Special Windows Note
For Windows users you might consider creating a batch file containing the following:
SeisGram2K70_SCHOOL.jar net.alomax.seisgram2k.SeisGram2K -seedlink "rs.local:18000#AM_R5DCF:00SHZ#300"
And similarly replacing “R5DCF” with your Raspberry Shake’s station name and “SHZ” with the proper Channel Code (for more information see: Raspberry Shake Station Naming Convention). Then save the file to the Seisgram2k directory as “Seisgram2k.bat”. Then you can click to open the batch file and this will load Seisgram2k and connect to your Raspberry Shake.
Other methods#
IRIS#
It is not possible to get Shake data from IRIS, since IRIS does not host any of our data. However, you can get Shake data into your local SEISCOMP by connecting it to your Shake local SeedLink.
FDSN Federator System#
It is also possible to obtain your Shake data in an easy way, since we are integrated into the FDSN Federator System: FDSN: AM: Raspberry Shake (notice FSDN Web Services are used to access station metadata in our network, coded AM), and this page of our guide has the details on the matter: FDSN Web Services — Instructions on Setting Up Your Raspberry Shake.

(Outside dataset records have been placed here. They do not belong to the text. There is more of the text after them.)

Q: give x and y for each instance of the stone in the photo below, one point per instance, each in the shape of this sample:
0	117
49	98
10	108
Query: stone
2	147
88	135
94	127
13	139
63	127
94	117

On this, remember that FDSNWS supports three request types: event, data and inventory (metadata). We support only the inventory through IRIS and inventory + data (but not in real-time) via our Shake Data Center
Geopsy#
Geopsy team is developing, distributing and maintaining open source software for geophysical research and applications. Born during SESAME European Project, it has provided tools for processing ambient vibrations with site characterization in mind since 2005. Progressively, more conventional techniques (such as MASW or refraction) are included to offer a high quality, comprehensive and free platform for the interpretation of geophysical experiments.
Download
You can download Geopsy here. You can also find full documentation from the same link.